Legendary producer TM88 teams up with new school trap producer Pi’erre to deliver an underwhelming project.
Pi’erre Bourne has taken his rap career a lot more seriously over the last few years. While rap was always his main goal, his production is what brought him into limelight with tracks like “Gummo” & “Magnolia.” While his production career has been one held in high regard, his rap career has been seen as lackluster to many. This seems to be an acquired taste for many, some listeners seem to find Pi’erre raps derivative of many other artists. Other listeners seem to find Pi’erre as one of the more interesting artists out today, as his ear for layering melodies and pockets within his own production is extremely unique as on songs like “Guillotine.”
This project seems to be one that’ll fall into the acquired taste category, however. While Pi’erre isn’t offensively bad by any stretch, his abilities are so clearly lacking compared to his peers. The only features on this project are Wiz Khalifa & Young Nudy, and each they come on its a breath of fresh air. Wiz raps with a fire under his belt that he didn’t even bring to his very own TM88 collab. Young Nudy comes through with perfected flow elevated by TM88’s production.
Speaking of which, TM88’s production is the clear winner here. Pi’erre takes a backseat to let TM88 take up production, and he delivers in a way he never has before. While he always had a unique sound, this is the producer that brought us “XO Tour Llif3” & “Codeine Crazy” after all, nothing comes close in his discography like the intro on “OMS.” The beat sounds like being delivered off a spaceship with aggressively futuristic bassline, complete with an electric guitar. The production on this album has so many little details that make it his best produced in quite a long time.
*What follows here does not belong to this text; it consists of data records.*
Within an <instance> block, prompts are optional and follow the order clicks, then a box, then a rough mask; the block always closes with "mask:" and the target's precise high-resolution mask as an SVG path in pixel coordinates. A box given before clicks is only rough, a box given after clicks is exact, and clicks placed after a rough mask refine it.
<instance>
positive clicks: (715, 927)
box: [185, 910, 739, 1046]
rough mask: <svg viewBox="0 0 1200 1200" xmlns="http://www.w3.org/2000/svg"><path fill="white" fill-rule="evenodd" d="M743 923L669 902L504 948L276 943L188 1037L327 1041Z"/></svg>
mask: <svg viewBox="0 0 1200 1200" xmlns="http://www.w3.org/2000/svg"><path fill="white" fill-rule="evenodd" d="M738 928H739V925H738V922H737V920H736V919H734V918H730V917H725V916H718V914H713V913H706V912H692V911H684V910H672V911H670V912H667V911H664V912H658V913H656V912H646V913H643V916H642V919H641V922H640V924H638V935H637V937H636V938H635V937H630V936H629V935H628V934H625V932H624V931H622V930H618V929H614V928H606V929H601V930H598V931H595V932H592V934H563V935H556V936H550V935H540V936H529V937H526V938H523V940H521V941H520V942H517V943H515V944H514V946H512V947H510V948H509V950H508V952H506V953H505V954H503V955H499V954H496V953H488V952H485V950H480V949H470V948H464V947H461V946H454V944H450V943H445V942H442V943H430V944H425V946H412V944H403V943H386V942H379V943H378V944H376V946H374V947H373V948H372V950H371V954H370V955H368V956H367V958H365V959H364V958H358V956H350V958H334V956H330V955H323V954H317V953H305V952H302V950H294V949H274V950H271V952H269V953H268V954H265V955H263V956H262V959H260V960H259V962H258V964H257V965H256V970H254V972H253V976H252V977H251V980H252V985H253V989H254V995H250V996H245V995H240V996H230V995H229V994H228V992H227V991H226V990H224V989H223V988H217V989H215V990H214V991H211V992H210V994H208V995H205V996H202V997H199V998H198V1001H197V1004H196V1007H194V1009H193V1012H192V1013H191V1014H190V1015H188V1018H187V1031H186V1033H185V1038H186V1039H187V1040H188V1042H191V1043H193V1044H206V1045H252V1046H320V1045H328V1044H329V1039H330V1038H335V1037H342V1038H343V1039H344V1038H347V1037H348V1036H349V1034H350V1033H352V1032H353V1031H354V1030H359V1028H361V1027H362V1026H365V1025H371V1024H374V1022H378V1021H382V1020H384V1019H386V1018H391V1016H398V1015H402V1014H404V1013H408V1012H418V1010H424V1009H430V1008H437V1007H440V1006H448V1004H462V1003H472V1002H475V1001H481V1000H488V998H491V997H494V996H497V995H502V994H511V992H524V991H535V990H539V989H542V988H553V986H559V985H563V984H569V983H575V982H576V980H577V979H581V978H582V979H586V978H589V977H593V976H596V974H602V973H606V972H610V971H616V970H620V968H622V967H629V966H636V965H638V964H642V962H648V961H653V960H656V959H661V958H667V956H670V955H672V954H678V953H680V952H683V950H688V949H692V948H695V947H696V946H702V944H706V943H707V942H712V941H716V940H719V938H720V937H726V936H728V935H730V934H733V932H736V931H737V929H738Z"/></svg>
Despite such incredible production, Pi’erre never steps up to the plate in the way he should have. A project like this was prime to prove everyone wrong, but this is not the case. While it is possible this album is more of a grower, it’s impossible to look at it as a work that could’ve been elevated by a more evolved rapper. Pi’erre doesn’t explore new sounds here, he instead opts for the tired sound he’s worn on multiple loosies and his own mixtape series. A series that now spans five mixtapes and a deluxe edition. If Pi’erre’s goal is to make these average auto-crooning, that’s fine but it should stay on his own production.